The UK Law Society has  urged Brexit negotiators to prioritise legal services in trade talks after publishing a report showing the sector contributes far more to the economy than previously estimated.

The Law Gazette writes

According to analysis commissioned from KPMG, legal services contributed £60bn to the economy in 2018. This compares with the £25bn estimate contained in a similar study by the Big Four accounting firm in 2016.

The sharp hike is partly accounted for by a change in methodology. The new Gross Value Added figure encompasses not only the people directly employed in the sector, but also in other jobs such as in-house. GVA estimates the value of goods and services offset by costs of producing those services.

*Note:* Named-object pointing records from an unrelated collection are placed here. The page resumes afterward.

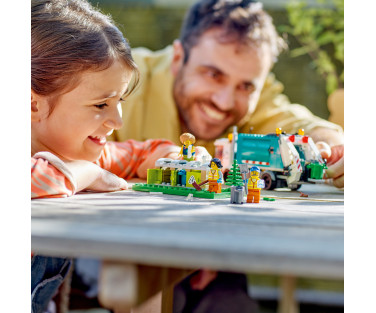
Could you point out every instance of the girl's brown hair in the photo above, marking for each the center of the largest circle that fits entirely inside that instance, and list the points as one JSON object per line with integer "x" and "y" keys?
{"x": 69, "y": 37}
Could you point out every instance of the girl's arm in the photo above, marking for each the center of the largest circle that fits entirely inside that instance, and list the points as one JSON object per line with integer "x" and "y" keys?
{"x": 51, "y": 177}
{"x": 132, "y": 158}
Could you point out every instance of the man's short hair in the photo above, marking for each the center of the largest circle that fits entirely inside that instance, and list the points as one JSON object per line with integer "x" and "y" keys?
{"x": 243, "y": 21}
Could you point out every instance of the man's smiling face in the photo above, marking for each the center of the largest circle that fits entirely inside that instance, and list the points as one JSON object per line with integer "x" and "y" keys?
{"x": 218, "y": 84}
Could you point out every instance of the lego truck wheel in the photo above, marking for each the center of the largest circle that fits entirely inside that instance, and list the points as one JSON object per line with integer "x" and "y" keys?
{"x": 269, "y": 179}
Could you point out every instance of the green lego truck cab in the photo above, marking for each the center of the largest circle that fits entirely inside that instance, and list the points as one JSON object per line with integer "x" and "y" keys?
{"x": 285, "y": 160}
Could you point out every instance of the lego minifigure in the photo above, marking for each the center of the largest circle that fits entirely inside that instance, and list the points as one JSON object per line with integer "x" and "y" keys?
{"x": 254, "y": 185}
{"x": 187, "y": 149}
{"x": 215, "y": 176}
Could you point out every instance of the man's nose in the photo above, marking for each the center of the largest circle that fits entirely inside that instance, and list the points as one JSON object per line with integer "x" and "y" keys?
{"x": 224, "y": 98}
{"x": 114, "y": 120}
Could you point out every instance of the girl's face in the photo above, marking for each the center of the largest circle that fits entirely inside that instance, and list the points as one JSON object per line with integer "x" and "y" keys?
{"x": 82, "y": 118}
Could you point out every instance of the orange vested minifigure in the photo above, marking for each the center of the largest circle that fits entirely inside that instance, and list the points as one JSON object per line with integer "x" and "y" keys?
{"x": 254, "y": 185}
{"x": 215, "y": 176}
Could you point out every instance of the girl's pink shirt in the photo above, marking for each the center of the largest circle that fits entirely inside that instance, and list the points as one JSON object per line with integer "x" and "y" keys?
{"x": 119, "y": 158}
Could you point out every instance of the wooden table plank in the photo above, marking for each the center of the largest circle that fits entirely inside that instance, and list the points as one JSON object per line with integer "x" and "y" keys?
{"x": 301, "y": 238}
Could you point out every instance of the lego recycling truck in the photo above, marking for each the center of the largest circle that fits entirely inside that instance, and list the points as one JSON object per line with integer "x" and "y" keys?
{"x": 285, "y": 160}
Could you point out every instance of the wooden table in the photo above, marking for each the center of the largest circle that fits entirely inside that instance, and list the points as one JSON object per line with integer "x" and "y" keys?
{"x": 140, "y": 236}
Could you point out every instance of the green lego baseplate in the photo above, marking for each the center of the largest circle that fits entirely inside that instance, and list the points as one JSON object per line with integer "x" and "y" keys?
{"x": 182, "y": 191}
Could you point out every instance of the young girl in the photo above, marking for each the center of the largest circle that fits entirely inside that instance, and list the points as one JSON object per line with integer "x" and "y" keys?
{"x": 81, "y": 67}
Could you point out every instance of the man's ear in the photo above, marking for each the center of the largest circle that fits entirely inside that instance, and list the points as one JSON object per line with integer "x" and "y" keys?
{"x": 38, "y": 108}
{"x": 177, "y": 58}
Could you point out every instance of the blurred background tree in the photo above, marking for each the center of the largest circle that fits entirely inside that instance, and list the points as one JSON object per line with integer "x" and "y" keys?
{"x": 319, "y": 29}
{"x": 154, "y": 24}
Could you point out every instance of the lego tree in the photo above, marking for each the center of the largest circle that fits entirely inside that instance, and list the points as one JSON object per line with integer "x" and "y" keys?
{"x": 234, "y": 177}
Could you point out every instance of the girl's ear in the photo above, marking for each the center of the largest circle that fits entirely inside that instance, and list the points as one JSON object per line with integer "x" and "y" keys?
{"x": 38, "y": 104}
{"x": 177, "y": 58}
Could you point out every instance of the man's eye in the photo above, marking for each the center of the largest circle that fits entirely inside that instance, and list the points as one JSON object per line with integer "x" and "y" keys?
{"x": 101, "y": 106}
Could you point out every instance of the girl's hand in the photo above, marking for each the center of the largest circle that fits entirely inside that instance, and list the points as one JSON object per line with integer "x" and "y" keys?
{"x": 164, "y": 151}
{"x": 90, "y": 176}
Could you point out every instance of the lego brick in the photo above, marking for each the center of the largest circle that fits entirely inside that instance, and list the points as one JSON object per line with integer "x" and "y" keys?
{"x": 182, "y": 191}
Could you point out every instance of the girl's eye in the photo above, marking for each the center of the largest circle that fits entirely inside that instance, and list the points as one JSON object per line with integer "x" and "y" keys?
{"x": 101, "y": 106}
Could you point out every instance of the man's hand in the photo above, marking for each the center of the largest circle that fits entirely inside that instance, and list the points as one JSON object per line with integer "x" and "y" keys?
{"x": 335, "y": 156}
{"x": 90, "y": 176}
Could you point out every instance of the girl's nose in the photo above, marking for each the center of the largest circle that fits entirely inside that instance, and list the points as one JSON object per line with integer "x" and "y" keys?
{"x": 114, "y": 120}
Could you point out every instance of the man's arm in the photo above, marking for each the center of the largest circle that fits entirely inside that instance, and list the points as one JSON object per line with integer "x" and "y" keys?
{"x": 331, "y": 145}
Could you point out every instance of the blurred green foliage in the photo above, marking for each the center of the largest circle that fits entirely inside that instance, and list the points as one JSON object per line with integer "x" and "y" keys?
{"x": 319, "y": 30}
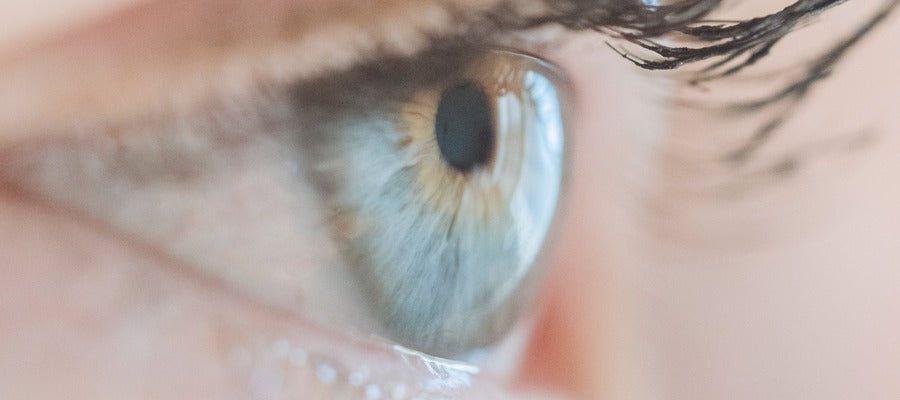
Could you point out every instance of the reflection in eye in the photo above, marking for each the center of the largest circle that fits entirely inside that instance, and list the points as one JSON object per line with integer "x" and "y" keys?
{"x": 444, "y": 208}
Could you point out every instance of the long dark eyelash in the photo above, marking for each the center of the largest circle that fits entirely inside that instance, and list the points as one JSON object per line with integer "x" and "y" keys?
{"x": 725, "y": 48}
{"x": 793, "y": 93}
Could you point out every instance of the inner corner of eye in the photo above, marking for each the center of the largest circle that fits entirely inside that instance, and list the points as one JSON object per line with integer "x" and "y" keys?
{"x": 452, "y": 207}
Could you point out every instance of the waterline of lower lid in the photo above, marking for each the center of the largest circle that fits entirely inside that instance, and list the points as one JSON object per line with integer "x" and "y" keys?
{"x": 277, "y": 368}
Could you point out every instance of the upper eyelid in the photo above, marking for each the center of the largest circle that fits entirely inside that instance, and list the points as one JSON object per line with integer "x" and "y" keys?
{"x": 127, "y": 66}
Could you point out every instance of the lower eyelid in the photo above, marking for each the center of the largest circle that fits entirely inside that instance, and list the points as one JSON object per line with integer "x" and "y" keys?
{"x": 154, "y": 301}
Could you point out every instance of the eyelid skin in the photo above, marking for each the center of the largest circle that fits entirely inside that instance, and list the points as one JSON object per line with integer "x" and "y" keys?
{"x": 126, "y": 66}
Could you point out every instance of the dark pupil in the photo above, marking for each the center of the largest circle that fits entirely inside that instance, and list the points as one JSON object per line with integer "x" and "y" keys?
{"x": 464, "y": 126}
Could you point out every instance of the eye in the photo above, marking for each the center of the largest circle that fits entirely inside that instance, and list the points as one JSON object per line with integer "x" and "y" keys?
{"x": 445, "y": 206}
{"x": 433, "y": 182}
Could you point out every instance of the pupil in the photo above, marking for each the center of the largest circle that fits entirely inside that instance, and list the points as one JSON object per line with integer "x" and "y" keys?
{"x": 464, "y": 127}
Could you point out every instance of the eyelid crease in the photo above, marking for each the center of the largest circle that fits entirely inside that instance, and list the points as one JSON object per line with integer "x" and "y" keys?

In 2017, the report discloses, legal services exports hit £5bn and made a positive net contribution to the UK’s balance of trade of £4.3bn. Productivity, meanwhile, soared by 17% between 2013 and 2018. The average value of each employee’s GVA contribution climbed to £100,500, compared to the national average of £54,330. A 1% rise in productivity this year could boost GDP by over £1bn, the report adds.

Employment fell by 0.7% in the five-year period, but legal services still accounts for over 1% of the total UK labour force. In 2018 legal services supported 552,000 full-time employees, including 150,000 indirectly in the supply chain. A further 43,000 were supported through the spending of employee wages.

The report also shows the value of pro bono work done by legal professionals. In 2017 some 43,800 solicitors worked 1,446,000 unbilled hours, worth an estimated £439m.

Law Society president Simon Davis said: ’This report shows the value of our sector to UK plc – that is why we think it is vital our trade negotiators put legal and other professional services at the heart of forthcoming talks on a new deal with Europe. It is crucial the government seeks to maintain access to the EU27 for our legal professionals as well as recognition of their qualifications once the post-Brexit transition period finishes at the end of 2020.’

Separately, Society vice-president David Greene last week joined justice minister Lucy Frazer MP and a team from Ministry of Justice for talks on what the UK legal services sector would seek in a trade deal with the US. ’Top of the list is recognition of qualification stateside and much will follow that,’ Greene tweeted.